There are quite a number of lower level plumbing commands that we must encounter.
While the reflog, interactive rebasing, and resetting may be more complex features of GIT, but they are still considered as a part of the porcelain, as in every other command. In this module, we’ll take a look at Git’s plumbing—the low-level commands that give us access to Git’s true internal representation of a project.
Unless you start hacking on Git’s source code, you’ll probably never need to use the plumbing commands presented below. But, manually manipulating a repository will fill in the conceptual details of how Git actually stores your data, and you should walk away with a much better understanding of the techniques that we’ve been using throughout this tutorial. In turn, this knowledge will make the familiar porcelain commands even more powerful.
We’ll start by inspecting Git’s object database, then we’ll manually create and commit a snapshot using only Git’s low-level interface.
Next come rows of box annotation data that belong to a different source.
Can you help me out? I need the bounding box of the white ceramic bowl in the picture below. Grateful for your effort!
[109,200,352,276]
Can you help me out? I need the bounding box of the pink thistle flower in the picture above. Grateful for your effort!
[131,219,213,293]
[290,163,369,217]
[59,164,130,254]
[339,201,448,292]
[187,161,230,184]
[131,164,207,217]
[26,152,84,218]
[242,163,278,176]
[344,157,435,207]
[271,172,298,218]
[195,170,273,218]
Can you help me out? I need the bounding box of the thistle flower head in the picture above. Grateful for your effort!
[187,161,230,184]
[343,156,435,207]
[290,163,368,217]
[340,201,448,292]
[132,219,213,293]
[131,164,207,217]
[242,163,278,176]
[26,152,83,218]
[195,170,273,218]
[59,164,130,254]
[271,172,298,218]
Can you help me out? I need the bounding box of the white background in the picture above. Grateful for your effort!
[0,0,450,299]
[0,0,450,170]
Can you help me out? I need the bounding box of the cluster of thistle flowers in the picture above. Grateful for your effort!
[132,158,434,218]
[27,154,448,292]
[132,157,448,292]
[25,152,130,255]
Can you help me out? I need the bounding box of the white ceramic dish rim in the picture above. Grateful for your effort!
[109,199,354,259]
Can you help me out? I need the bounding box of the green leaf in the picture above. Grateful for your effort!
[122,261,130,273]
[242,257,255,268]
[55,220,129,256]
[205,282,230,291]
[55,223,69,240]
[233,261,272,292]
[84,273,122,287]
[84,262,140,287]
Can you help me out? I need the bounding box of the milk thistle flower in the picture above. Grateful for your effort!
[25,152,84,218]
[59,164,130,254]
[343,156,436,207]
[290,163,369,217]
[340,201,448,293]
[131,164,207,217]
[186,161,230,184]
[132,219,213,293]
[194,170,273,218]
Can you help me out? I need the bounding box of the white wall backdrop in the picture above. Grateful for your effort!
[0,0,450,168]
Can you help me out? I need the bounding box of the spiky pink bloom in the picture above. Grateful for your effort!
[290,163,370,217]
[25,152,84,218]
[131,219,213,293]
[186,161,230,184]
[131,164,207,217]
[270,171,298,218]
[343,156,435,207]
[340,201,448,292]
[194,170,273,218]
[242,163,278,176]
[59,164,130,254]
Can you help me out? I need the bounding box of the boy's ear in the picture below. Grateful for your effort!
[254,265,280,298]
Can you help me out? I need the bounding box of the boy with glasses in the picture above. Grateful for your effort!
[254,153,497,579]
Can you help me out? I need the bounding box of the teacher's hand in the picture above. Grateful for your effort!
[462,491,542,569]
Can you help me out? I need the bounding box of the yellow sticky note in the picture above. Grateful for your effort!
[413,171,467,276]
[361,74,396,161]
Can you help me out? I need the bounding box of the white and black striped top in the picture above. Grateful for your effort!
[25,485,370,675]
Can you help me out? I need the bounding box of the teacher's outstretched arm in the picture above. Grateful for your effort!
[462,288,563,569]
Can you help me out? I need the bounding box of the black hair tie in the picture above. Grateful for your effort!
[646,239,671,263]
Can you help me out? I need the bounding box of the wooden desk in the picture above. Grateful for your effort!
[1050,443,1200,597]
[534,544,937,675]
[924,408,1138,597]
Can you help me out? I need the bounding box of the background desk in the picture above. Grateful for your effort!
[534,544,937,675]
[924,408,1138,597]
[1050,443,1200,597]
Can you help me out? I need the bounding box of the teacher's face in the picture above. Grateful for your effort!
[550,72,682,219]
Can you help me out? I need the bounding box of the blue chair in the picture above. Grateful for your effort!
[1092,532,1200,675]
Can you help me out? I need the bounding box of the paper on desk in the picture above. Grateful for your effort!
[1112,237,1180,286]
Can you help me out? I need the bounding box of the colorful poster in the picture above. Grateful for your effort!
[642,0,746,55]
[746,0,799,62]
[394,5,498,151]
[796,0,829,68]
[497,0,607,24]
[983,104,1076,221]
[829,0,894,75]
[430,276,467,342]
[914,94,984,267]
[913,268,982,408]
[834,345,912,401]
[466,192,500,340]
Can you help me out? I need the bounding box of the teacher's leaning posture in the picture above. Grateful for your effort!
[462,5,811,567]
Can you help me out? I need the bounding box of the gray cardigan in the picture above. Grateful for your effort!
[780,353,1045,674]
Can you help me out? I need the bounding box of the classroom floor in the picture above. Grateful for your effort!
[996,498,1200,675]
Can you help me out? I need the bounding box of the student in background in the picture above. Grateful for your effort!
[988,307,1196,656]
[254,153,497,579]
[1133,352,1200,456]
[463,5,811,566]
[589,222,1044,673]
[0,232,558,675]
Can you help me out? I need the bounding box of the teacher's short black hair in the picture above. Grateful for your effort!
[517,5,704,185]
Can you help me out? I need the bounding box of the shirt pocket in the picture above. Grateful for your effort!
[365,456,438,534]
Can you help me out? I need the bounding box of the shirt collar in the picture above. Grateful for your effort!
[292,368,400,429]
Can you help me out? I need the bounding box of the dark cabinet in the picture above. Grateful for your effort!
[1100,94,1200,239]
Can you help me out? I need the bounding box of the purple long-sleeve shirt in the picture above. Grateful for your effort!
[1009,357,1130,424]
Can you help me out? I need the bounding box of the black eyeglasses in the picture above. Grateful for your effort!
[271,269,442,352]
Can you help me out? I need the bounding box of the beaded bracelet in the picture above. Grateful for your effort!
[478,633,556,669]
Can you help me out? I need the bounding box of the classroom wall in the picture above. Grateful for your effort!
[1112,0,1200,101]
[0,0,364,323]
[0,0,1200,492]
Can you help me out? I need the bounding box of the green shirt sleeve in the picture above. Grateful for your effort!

DOWNLOAD THE REPOSITORY FOR THIS MODULE
If you’ve been following along from the previous module, you already have everything you need. Otherwise, download the zipped Git repository from the above link, uncompress it, and you’re ready to go.
After you have created several commits, or if you have cloned a repository with an existing commit history, you’ll probably want to look back to see what has happened.
First, let’s take a closer look at our latest commit with the git cat-file plumbing command.
git cat-file commit HEAD
The commit parameter tells Git that we want to see a commit object, and as we already know, HEAD refers to the most recent commit. This will output the following, although your IDs and user information is different.
tree 552acd444696ccb1c3afe68a55ae8b20ece2b0e6 parent 6a1d380780a83ef5f49523777c5e8d801b7b9ba2 author Ryan 1326496982 -0600 committer Ryan 1326496982 -0600 Add .gitignore file
This is the complete representation of a commit: a tree, a parent, user data, and a commit message. The user information and commit message are relatively straightforward, but we’ve never seen the tree or parent values before.
A tree object is Git’s representation of the “snapshots”, which we’ve been talking about since the beginning of this tutorial. They record the state of a directory at a given point, without any notion of time or author. To tie trees together into a coherent project history, Git wraps each one in a commit object and specifies a parent, which is just another commit. By following the parent of each commit, you can walk through the entire history of a project.
Notice that each commit refers to one and only one tree object. From the git cat-file output, we can also infer that trees use SHA-1 checksums for their ID’s. This will be the similar case for all of Git’s internal objects.
The next type we’ll look at is the tree, which solves the problem of storing the filename and also allows you to store a group of files together.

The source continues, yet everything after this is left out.